Wright Mills presents a number of long, torturous and yes, somewhat convoluted paragraphs of Parsons’ book followed by a “translation” in much more direct and colloquial prose that purportedly contains the same information, thus giving the impression that the original work by Parsons is a pompous and ponderous accumulation of uninspired digressions, apt to be summarized and streamlined in a paper of 10-12 pages without substantial loss of accuracy (rather, what survived the process of pruning and eliminating redundant and uninformative verbiage would be a bunch of self-evident platitudes almost devoid of any scientific value). I may be exaggerating the extent of Wright Mills critique (there was, may be, a tinge of admiration and recognition for who was, after all, one of the giants of American sociology when the Sociological Imagination was published) but not much, as both figures were both characteriologically and ideologically worlds apart (Parsons was a paradigm of the scholarly establishment, and quite conservative and anti-communistic, couldn’t be seen without a flannel suit and tie, and had a staid and cautious personal life, whilst the rambunctious Wright Mills wore jeans and working boots, married four times -but only to three different women!, drove to class in a motorbike -but not an American Harley, but a German BMW, what a wuss!- and spent time in Cuba interviewing Fidel Castro). Unsurprisingly, in the late sixties and seventies students the world over identified with the latter, leaving the former’s theories aside (I myself like to keep my copies of the Sociological Imagination and the Social System side by side in my library as a little private joke). Which is a pity, because sparkling and passionate as Wright Mills’ work may be, Parsons’ is by far more interesting, more illuminating and much deeper…

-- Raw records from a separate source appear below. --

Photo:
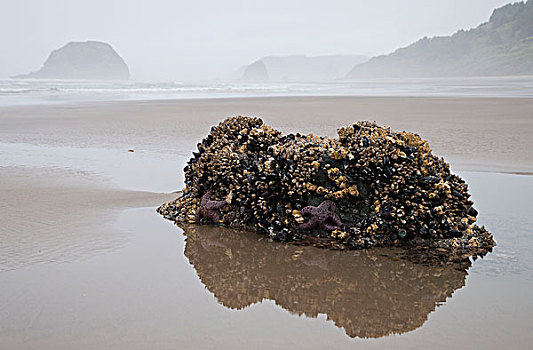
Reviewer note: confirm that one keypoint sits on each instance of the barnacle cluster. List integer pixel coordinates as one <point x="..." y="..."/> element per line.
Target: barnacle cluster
<point x="387" y="187"/>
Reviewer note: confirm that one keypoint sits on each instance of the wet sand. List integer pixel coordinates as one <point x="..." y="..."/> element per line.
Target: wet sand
<point x="85" y="262"/>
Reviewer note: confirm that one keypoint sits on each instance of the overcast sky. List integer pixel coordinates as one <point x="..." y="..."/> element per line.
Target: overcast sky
<point x="169" y="40"/>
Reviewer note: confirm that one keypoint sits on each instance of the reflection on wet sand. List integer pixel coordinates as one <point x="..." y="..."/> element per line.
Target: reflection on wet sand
<point x="368" y="293"/>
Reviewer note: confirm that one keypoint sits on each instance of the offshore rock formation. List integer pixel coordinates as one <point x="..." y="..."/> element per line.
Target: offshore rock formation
<point x="90" y="60"/>
<point x="386" y="187"/>
<point x="300" y="68"/>
<point x="368" y="293"/>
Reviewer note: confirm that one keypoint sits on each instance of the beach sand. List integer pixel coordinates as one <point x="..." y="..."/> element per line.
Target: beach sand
<point x="85" y="262"/>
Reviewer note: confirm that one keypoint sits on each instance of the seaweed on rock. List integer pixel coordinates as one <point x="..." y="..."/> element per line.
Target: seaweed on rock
<point x="386" y="187"/>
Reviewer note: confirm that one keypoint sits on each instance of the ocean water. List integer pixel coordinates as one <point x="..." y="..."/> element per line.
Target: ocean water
<point x="25" y="92"/>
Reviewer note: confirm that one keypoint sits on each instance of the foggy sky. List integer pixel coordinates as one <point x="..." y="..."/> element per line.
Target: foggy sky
<point x="168" y="40"/>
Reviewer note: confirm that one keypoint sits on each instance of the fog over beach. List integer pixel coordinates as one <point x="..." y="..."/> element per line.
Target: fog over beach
<point x="102" y="105"/>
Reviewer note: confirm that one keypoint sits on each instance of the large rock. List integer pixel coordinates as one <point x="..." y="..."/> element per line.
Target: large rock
<point x="255" y="72"/>
<point x="90" y="60"/>
<point x="369" y="187"/>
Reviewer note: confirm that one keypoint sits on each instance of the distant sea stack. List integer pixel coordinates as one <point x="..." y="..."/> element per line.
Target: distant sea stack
<point x="502" y="46"/>
<point x="255" y="72"/>
<point x="90" y="60"/>
<point x="300" y="68"/>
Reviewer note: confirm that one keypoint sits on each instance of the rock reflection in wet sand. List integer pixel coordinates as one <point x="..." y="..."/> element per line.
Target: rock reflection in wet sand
<point x="368" y="293"/>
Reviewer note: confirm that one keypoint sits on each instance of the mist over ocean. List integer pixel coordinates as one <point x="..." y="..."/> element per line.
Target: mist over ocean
<point x="30" y="92"/>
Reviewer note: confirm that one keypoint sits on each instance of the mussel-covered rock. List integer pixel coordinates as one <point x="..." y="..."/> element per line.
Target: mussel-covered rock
<point x="371" y="186"/>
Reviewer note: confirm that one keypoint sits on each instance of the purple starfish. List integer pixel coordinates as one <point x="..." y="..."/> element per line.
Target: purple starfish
<point x="209" y="209"/>
<point x="323" y="216"/>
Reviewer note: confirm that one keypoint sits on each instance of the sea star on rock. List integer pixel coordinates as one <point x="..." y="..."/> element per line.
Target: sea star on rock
<point x="323" y="216"/>
<point x="209" y="209"/>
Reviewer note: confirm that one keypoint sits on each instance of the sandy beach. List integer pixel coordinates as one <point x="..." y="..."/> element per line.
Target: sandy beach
<point x="85" y="262"/>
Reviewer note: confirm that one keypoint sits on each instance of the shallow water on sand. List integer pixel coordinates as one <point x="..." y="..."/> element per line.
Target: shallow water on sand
<point x="209" y="287"/>
<point x="86" y="262"/>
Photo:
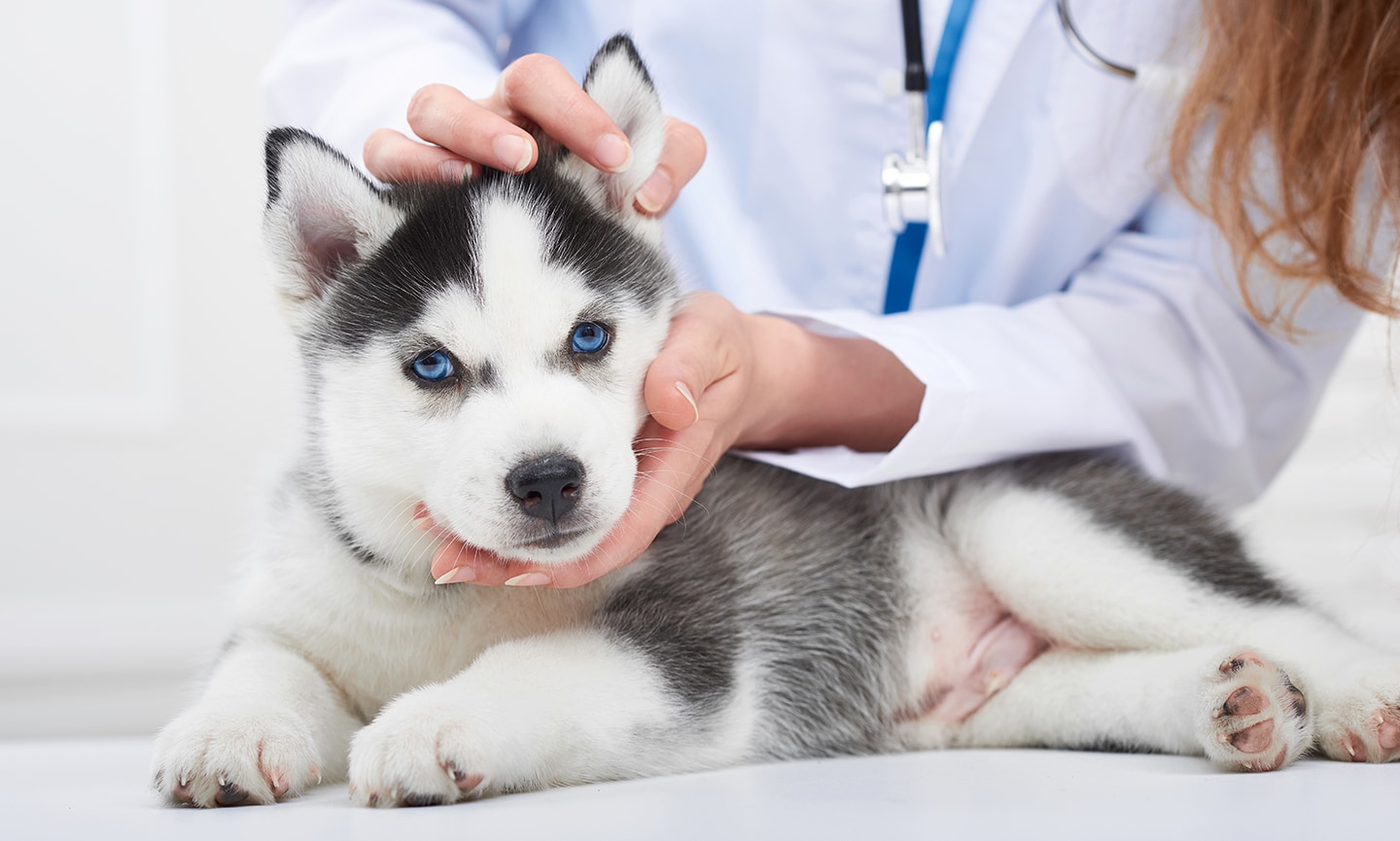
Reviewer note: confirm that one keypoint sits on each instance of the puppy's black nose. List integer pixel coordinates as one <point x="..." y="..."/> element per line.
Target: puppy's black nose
<point x="547" y="486"/>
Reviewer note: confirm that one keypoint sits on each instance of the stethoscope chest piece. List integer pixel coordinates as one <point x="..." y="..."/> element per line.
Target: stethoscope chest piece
<point x="912" y="185"/>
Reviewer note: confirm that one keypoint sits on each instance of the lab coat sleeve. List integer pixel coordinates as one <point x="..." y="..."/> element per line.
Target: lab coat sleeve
<point x="1147" y="351"/>
<point x="347" y="67"/>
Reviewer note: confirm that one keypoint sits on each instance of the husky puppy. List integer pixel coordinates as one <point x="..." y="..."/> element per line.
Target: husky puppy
<point x="479" y="349"/>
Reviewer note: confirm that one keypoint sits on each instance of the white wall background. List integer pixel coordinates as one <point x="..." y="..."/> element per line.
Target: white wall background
<point x="145" y="389"/>
<point x="146" y="382"/>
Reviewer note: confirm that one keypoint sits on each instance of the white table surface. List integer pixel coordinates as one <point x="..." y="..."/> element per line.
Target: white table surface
<point x="98" y="789"/>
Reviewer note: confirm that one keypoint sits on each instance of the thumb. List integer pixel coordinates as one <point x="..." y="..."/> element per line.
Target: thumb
<point x="696" y="354"/>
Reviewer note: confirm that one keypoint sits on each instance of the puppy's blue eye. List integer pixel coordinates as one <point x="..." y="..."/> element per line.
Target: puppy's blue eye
<point x="589" y="337"/>
<point x="433" y="367"/>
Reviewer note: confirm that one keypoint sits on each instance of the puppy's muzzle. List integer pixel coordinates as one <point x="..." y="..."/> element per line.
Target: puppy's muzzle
<point x="546" y="487"/>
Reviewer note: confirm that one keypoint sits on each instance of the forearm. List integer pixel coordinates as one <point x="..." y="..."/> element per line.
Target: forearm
<point x="821" y="391"/>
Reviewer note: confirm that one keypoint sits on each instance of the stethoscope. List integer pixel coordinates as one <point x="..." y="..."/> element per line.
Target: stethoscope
<point x="912" y="182"/>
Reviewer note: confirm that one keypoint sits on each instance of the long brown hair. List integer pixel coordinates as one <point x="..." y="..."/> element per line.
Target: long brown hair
<point x="1317" y="85"/>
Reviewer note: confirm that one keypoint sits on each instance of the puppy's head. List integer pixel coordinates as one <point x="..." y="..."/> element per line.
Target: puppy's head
<point x="477" y="347"/>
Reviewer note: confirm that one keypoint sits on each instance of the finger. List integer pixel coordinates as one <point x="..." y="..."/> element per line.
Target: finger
<point x="681" y="158"/>
<point x="392" y="157"/>
<point x="671" y="472"/>
<point x="699" y="351"/>
<point x="538" y="88"/>
<point x="445" y="117"/>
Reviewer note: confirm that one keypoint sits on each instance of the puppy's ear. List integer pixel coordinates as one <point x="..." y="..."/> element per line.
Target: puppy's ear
<point x="322" y="219"/>
<point x="619" y="83"/>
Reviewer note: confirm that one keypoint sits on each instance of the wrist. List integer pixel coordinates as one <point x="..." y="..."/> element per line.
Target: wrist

All this long introduction (and no reader of this blog should be surprised that I sympathize and empathize with an author accused of having a writing style considered by some young gun to be too wordy, and too abundant in long paraphrases and circumlocutions) was just to say I recently finished reading The Structure of Social Action, the other major book by Talcott Parsons (in 2 scrumptious and eminently enjoyable volumes), and that (more specifically, its discussion of previous sociologist Émile Durkheim, which I have also extensively read, of course) got me thinking in some remarks by one of my teachers (Amelia Valcarcel, we will get to her in a subsequent post) in very illuminating ways. Let’s start with Parsons’ understanding of Durkheim first, and see if we can reach to Valcarcel’s considerations in due time…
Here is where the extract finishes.